A default can only happen intentionally, so long as we borrow in our own currency. in 2011, S&P downgraded our sovereign debt from AAA, citing political dysfunction as their rationale. It was a stunning rebuke and one that I think doesn’t get enough attention, but it was basically yawned off by the markets. Truth is, US Treasurys are one of the world’s few risk liquid free assets and whether you rate them AA or AAA, the world financial system needs safe havens. Yes, you can buy debt of other highly rated countries and be basically risk free, but the market for German bunds, for example, is just not as large. You might not be able to sell at a good price when you need to.
A long time ago, I read am pamphlet by a bond market guru who imagined “A world without treasury securities.” His thesis, back in 2000, was that the Clinton surpluses would put an end to 30 year Treasury issuance (it actually had ground to a halt) and that the world financial system would have to look for other sources of safety and liquidity, as well as other benchmarks for managing risk. He thought this would be very disruptive. As it turns out, a recession, followed by 9/11 and deficit spending to covert two long wars brought Treasurys back, and this didn’t happen.

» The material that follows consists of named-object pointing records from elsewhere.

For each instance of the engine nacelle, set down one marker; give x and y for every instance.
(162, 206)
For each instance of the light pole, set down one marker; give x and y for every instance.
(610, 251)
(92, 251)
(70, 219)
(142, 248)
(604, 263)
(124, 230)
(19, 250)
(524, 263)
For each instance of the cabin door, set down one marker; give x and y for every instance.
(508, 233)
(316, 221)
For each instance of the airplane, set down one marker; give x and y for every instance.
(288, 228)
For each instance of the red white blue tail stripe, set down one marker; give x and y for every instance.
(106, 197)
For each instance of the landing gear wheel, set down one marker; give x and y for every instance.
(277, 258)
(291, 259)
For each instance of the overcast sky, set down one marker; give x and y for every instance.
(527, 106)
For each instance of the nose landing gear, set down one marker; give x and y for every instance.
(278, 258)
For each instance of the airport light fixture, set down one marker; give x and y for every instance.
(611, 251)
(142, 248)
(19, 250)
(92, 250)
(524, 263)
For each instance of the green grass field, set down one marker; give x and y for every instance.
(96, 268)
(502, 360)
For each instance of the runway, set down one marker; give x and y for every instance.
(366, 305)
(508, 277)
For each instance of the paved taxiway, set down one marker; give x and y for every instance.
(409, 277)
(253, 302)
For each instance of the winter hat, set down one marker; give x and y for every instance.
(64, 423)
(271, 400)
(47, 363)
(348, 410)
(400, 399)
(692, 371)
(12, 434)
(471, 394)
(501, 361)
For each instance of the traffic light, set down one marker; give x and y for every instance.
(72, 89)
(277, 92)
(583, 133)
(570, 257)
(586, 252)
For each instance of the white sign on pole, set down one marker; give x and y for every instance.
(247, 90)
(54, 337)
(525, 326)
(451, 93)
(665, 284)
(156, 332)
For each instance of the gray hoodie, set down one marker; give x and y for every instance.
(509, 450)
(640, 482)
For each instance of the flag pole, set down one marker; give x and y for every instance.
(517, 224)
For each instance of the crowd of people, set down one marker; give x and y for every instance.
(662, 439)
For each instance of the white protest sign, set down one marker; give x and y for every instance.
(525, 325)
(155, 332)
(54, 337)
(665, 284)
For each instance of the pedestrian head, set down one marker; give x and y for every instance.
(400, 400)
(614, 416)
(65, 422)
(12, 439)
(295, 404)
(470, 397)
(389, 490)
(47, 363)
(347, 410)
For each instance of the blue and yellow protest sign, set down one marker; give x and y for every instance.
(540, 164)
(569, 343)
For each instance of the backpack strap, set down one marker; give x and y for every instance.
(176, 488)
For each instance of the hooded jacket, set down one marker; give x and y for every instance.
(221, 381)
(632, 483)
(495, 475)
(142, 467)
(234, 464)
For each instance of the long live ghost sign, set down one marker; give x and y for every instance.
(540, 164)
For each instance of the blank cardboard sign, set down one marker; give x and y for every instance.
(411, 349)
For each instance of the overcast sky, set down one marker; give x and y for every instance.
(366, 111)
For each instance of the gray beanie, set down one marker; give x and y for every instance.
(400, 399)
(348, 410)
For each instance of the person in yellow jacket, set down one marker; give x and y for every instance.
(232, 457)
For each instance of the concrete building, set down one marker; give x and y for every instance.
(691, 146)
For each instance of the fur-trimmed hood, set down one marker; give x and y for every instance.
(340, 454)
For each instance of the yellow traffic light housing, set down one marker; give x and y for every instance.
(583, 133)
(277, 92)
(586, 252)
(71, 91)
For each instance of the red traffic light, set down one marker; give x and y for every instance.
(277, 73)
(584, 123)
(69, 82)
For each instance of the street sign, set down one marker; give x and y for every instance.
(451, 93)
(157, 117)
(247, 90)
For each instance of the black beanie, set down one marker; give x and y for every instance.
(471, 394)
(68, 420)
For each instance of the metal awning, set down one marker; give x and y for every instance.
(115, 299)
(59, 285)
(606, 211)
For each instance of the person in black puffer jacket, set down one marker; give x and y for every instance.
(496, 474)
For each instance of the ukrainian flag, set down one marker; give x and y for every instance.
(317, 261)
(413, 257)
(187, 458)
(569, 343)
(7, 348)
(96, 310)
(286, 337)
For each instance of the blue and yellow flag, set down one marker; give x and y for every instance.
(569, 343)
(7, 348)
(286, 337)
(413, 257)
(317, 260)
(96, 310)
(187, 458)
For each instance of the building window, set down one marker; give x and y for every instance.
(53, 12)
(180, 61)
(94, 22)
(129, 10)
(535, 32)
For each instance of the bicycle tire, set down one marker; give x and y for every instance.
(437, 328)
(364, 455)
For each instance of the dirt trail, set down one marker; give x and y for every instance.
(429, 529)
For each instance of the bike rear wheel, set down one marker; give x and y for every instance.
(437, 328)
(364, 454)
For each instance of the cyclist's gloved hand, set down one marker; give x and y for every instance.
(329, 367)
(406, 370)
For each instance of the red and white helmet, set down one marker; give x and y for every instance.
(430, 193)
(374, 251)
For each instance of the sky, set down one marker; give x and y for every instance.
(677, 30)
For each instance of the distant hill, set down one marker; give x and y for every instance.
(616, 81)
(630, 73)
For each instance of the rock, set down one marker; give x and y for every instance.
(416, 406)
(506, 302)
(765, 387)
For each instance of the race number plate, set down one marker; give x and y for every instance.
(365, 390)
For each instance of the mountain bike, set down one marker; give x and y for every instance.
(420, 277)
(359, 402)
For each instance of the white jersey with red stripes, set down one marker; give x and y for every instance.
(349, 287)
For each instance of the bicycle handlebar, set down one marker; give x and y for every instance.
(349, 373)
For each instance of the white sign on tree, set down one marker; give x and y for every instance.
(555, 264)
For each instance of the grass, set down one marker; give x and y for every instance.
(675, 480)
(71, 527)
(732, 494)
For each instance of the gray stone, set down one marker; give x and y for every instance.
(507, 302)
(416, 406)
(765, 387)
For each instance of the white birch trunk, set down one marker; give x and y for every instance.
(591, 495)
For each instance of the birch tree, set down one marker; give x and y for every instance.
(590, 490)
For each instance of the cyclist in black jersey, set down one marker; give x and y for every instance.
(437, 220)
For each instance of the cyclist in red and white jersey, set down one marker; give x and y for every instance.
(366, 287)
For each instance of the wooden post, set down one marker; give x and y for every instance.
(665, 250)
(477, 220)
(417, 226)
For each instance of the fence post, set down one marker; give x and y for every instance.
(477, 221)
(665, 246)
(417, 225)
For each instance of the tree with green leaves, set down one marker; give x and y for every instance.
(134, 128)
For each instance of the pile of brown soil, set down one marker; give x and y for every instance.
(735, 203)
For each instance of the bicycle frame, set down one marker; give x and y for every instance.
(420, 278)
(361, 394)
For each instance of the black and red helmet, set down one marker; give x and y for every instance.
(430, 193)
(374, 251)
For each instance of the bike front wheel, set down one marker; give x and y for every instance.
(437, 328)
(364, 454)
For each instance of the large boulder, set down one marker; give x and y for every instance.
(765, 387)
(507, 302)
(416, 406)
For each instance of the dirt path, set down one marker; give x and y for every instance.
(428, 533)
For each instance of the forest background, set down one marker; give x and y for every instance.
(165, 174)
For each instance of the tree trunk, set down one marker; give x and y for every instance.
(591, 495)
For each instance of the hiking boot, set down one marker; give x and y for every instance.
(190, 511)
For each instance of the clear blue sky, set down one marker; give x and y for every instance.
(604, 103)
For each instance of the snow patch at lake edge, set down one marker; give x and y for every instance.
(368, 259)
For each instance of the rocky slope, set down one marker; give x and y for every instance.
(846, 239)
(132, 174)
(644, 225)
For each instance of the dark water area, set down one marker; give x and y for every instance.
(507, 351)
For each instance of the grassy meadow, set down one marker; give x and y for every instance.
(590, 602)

But, if we were to default, you would have similar conditions – Treasurys would no longer be "risk free’ by any stretch and liquidity would drain from the market. This would wildly disrupt global payments while the financial system looked for alternatives (Eurobonds? Japan?) and I would expect major failures of financial institutions. The dollar would lose value, earnings at international companies would be disrupted and we could get a reckoning over whether the dollar can be the world’s reserve currency going forward.
So, what would it make sense to own? I’d say no equities until the carnage is at its worst, and certainly no financial stocks anywhere in the world. There will be a temptation to buy foreign stocks but I think those will get killed, too. Debt instruments, including floating rate debt like leveraged loans or fixed rate corporate bonds will be dicey because nobody will know how to price them.
I do not believe in gold. I think that’s a religion.
But I would seek out hard assets like real estate (but, unleveraged), industrial commodities, and vital infrastructure like toll roads and ports. There might be opportunities in alternative yield like healthcare royalties or equipment leases, but I’d keep it simpler (and cheaper) than that and go for a commodities ETF.
Silver lining: I don’t think the Fed will allow this to happen. Even if they have to break a few laws to do it, I think they will use QE to stave off a technical default by monetizing our debt. If I were at the Fed, I wouldn’t ask permission and would say, “by all means, impeach me later.”
If you think a default is inevitable and want to make money on it happening, the play is to buy credit default swaps on US Treasurys, which will pay off in the event of a default. But the carrying cost is high.